Most metros still saw gains, but cooling growth shifted power slightly toward buyers

Home prices hold firm as ‘hibernating’ market tests buyers and lenders

Home prices in most US metros continued to edge higher in the first quarter, even as the broader housing market drifted into what one analyst described as a “state of hibernation.”

New data from the National Association of Realtors (NAR) showed that prices increased year over year in 167 of 235 metro areas - about 71% of the markets tracked - while 16 logged double digit gains.

The national median existing single family price rose 0.5% to $404,300, extending a multi year run of equity gains even as affordability remained stretched.

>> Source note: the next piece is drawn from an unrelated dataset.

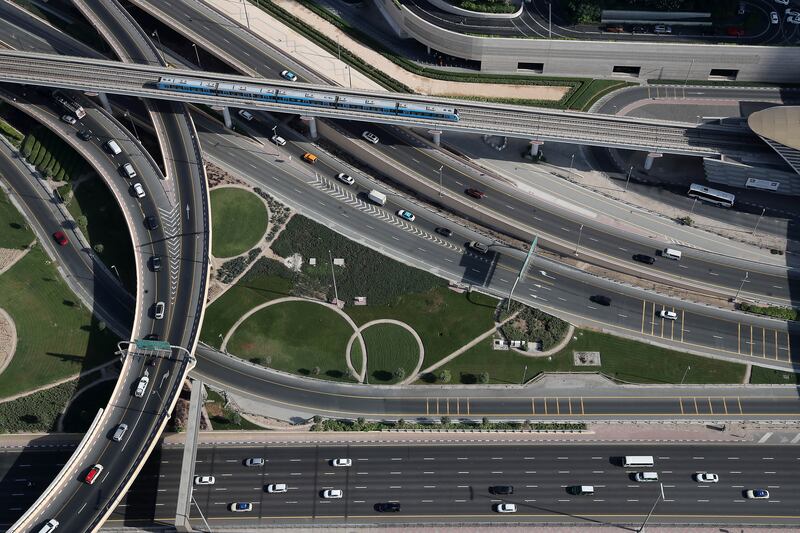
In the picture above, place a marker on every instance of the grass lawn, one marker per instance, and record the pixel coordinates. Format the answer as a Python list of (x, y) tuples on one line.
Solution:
[(238, 221), (299, 336), (105, 226), (58, 337), (767, 376), (389, 347), (622, 359), (444, 320), (14, 232)]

“The national housing market has entered a state of hibernation as price growth narrows across all major reporting standards,” Bankrate financial analyst Stephen Kates, CFP, said.

Kates said the cooling trend lined up with other benchmarks. “This cooling is mirrored by data from the Federal Housing Finance Agency, which reported a 1.7% annual gain, and the S&P CoreLogic Case-Shiller Home Price Index, which recorded just a 0.7% increase in its most recent report covering data through February,” he said.

Regional divides deepen

NAR’s figures underscore a familiar split: strength in the Northeast and Midwest, softness in parts of the South and West.

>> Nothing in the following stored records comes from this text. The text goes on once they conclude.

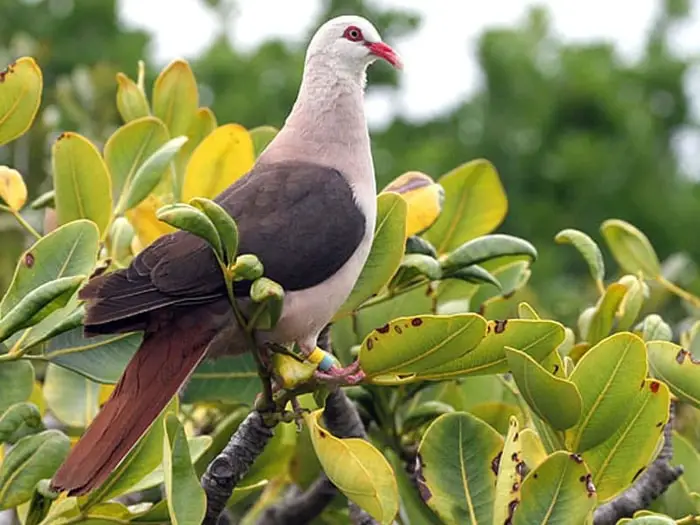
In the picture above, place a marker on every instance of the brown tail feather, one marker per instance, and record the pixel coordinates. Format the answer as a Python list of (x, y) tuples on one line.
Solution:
[(168, 355)]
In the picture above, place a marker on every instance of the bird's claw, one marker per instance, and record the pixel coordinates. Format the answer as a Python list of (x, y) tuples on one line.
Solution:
[(349, 375)]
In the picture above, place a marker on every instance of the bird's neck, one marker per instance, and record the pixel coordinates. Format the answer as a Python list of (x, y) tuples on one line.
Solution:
[(327, 123)]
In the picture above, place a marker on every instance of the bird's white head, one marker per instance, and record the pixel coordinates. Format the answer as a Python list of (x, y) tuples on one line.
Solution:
[(350, 43)]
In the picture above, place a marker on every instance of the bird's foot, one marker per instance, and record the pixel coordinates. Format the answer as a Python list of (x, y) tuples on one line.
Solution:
[(349, 375)]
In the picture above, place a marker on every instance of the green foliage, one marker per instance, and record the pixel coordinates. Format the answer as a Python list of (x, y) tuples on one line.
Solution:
[(480, 407)]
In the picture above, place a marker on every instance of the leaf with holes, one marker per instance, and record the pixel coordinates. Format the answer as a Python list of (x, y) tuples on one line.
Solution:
[(617, 461), (608, 378), (558, 491), (457, 464), (536, 338), (676, 367), (21, 85), (408, 345), (358, 469)]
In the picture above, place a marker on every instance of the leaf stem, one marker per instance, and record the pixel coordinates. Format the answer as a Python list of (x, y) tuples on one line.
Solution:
[(680, 292), (21, 221)]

“Geographic divergence has become the defining characteristic of the 2026 market, with the industrial heartland and Northeast flourishing while the West faces a valuation retreat,” Kates said.

“The NAR reports that home prices in the Northeast rose by 4.9% and the Midwest by 3.6%, while the West saw prices decline by 2.9%.”

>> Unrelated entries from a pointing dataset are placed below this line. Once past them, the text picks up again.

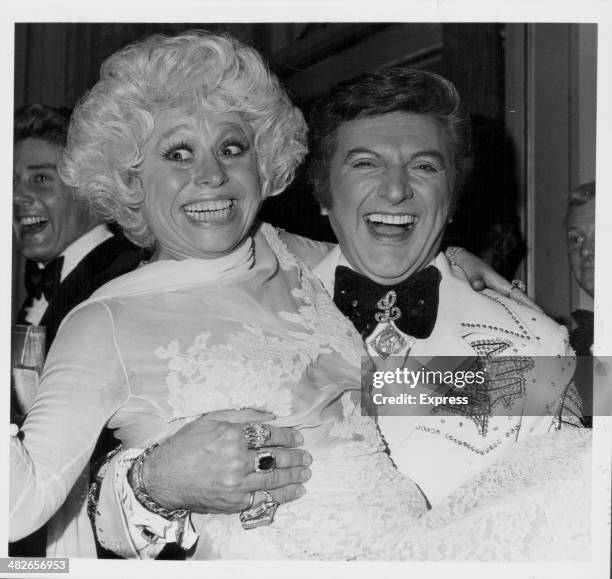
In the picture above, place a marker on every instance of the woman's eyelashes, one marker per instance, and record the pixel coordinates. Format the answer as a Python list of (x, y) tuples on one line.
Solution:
[(182, 152), (234, 148)]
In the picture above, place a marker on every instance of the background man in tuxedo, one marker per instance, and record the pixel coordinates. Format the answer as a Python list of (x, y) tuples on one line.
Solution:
[(69, 252), (580, 226)]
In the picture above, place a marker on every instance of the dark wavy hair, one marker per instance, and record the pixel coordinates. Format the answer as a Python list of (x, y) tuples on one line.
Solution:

Seven percent of markets still managed double digit gains.

“Seven percent of markets still managed double digit gains, led by a 12.0% jump in the Akron, Ohio, metro area,” Kates said.

“Anchorage, Alaska, and Albany, New York, rounded out the top three.”

Lawrence Yun, NAR’s chief economist, stressed that most owners still saw their balance sheets improve.

“Home prices continued to increase in many markets, boosting housing wealth for most homeowners,” Yun said.

“Gains were particularly solid across metro areas in the Northeast, where inventory shortages persist, and in the Midwest, where home prices remain relatively affordable.”

Affordability thawed, but only slightly

The first quarter brought modest relief on payments as mortgage rates eased from 2025 peaks and prices flattened at the national level.

“For the prospective buyer, the math of homeownership is finally moving in a more favorable direction as affordability conditions begin to thaw,” Kates said.

“The monthly mortgage payment on a typical existing single family home dropped to $1,979, representing a $78 decrease from last quarter. Typical families are now spending 21.5% of their income on mortgage payments, down from over 24% just one year ago.”

Yun noted that rates, while higher than earlier this year, remain below last year’s levels and continue to pull some borrowers back into the market.

“Lower mortgage rates will allow more potential buyers to qualify for and obtain a mortgage,” he said.

NAR also reported that about 27% of markets saw year over year price declines, up from 17% a year earlier, as formerly overheated “boomtown” markets reset.

Kates said this shift created “a rare window of leverage for buyers that has been missing for most of the past decade,” particularly in parts of the South and West where supply improved and local economies still added jobs.